Embora editada no século passado, a Lei Geral de Telecomunicações (LGT) é permeável a esse dinamismo. Por isso, deu ao presidente da República a atribuição de, a qualquer tempo, determinar quais serviços merecem ser universalizados (ou seja, oferecidos, sob patrocínio da União, a todos os cidadãos, em qualquer parte do território nacional, em condições acessíveis). Previu recursos para isso, mediante um Fundo de Universalização dos Serviços de Telecomunicações (Fust), que hoje dispõe de alguns bilhões de reais, nunca utilizados. Dispôs, ainda, de instrumentos para atribuir à iniciativa privada o provimento desses serviços.
Desprezando todo esse instrumental, a política proposta pelo governo Federal adota um atalho, apoiada em três vetores:
- recriação da Telebrás como agente de "regulação do mercado";
- submissão da banda larga como um apêndice do serviço de telefonia;
- e imputação às concessionárias de telefonia da obrigação de construir redes para suportar a crescente necessidade de tráfego de dados em alta velocidade.
Se forem implantados, esses vetores podem, no curto prazo, produzir algum resultado. Porém, ele não se sustentará. E a consequência de médio prazo será comprometer o modelo inaugurado com a LGT, pondo em risco os avanços que ela nos trouxe.
A recriação da Telebrás é uma ilegalidade com patrocínio oficial. A estatal só não foi extinta pela LGT porque, como uma empresa não operacional (uma holding), ela deveria administrar o passivo gerado por anos de descalabro das teles estatais, evitando que a União arcasse com todo o prejuízo. Ela não tem autorização legal para prestar serviços de telecomunicações. Mas o PNBL prevê para a Telebrás um regime de duplo privilégio. Reserva-lhe a exclusividade da prestação de serviços de telecomunicações aos órgãos públicos, impedindo que as empresas privadas disputem esse mercado. A estatal tem assegurado o acesso privilegiado a redes de outras estatais (Petrobrás, Eletrobrás) sem permitir condições isonômicas de acesso às outras prestadoras. Em vez de oferecer redes e serviços nas regiões ainda não atendidas, a Telebrás pretende prestar serviços em regiões mais adensadas, onde hoje já existem três ou quatro operadoras. Por fim, o PNBL desconsidera que, pela Constituição, o papel de regular o mercado compete exclusivamente à Agência Nacional de Telecomunicações (Anatel) (artigo 21, XI).

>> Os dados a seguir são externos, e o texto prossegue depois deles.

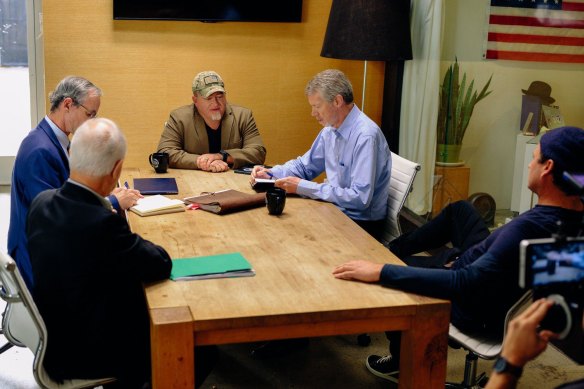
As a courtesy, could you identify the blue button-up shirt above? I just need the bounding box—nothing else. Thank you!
[271,106,391,220]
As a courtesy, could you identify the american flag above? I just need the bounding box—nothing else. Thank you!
[484,0,584,63]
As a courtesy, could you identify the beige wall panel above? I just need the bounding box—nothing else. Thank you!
[43,0,384,166]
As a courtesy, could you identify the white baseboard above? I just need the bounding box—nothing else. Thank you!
[0,156,16,185]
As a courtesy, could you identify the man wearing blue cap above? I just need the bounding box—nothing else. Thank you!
[333,127,584,382]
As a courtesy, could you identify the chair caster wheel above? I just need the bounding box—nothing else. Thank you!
[357,334,371,347]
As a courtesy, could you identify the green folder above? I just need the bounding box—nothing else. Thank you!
[170,253,255,281]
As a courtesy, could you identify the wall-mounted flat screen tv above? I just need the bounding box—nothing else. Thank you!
[113,0,302,23]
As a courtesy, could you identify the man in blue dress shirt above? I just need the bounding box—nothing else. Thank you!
[251,69,391,358]
[252,69,391,239]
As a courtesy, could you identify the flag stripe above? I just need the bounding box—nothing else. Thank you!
[562,1,584,11]
[489,32,584,46]
[484,0,584,63]
[487,42,584,54]
[489,24,584,38]
[490,4,584,20]
[490,15,584,29]
[486,50,584,63]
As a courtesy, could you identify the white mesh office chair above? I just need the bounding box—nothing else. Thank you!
[357,152,421,347]
[381,152,420,245]
[0,252,114,389]
[446,290,532,389]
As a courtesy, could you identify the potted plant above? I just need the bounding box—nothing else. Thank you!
[436,60,493,163]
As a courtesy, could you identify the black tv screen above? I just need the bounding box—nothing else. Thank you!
[113,0,302,22]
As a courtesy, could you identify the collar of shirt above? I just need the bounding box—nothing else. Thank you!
[45,116,70,158]
[67,178,113,211]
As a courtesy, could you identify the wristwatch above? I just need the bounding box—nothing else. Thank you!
[493,357,523,379]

Banda larga é a qualidade de uma rede de transporte de dados. Não se confunde com o serviço de telefonia, que se presta prioritariamente à transmissão de sons. As redes de telefonia mais avançada podem transmitir dados em alta velocidade. Podemos transmitir voz pela internet, usando o Skype. Mas isso não significa que internet e telefonia sejam a mesma coisa. Entretanto, recentemente um alto funcionário encarregado da implantação do PNBL declarou que a proposta é fazer da banda larga um "puxadinho" do serviço de telefonia. A imagem é ilustrativa. Em direito urbanístico, "puxadinho" é a alcunha que se deu às ampliações irregulares de moradias, feitas por necessidade das famílias, mas que nos legaram verdadeiras cidades clandestinas. O PNBL tangencia essa clandestinidade. Ao pretender confundir telefonia e banda larga, embaralha-se a separação entre serviços. Compromete a regulação, traz instabilidade jurídica. No Judiciário já há impugnações a esse respeito. A LGT é reconhecida por ter criado uma regulação clara e estável. O PNBL, por birra ou incúria, solapa este mérito.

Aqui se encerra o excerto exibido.